T-SQL Tuesday # 16 : This is not the aggregate you're looking for
When people think of aggregates, they tend to think of MAX(), SUM() and COUNT(). And occasionally, less common functions such as AVG() and STDEV(). I thought I would write a quick post about a different type of aggregate: string concatenation. Even going back to my classic ASP days, one of the more common questions out in the community has been, "how do I turn a column into a comma-separated list?"

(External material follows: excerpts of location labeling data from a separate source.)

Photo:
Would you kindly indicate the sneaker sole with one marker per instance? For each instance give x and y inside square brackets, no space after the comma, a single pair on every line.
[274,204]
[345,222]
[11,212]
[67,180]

Over the years, I've used a variety of approaches to solve this problem. For this post I wanted to compare a few different methods, sticking to pure T-SQL and ignoring external solutions such as SQLCLR for brevity. I'm also going to use inline code instead of bothering to put anything into UDFs, so it's clear that function calling etc. is not interfering with the results. I'm sure there is nothing you haven't seen before, but having spotted several recent discussions where people profess things like, "a while loop is more efficient than a cursor," I thought it would be useful to take a quick glance at the performance of each of the common approaches.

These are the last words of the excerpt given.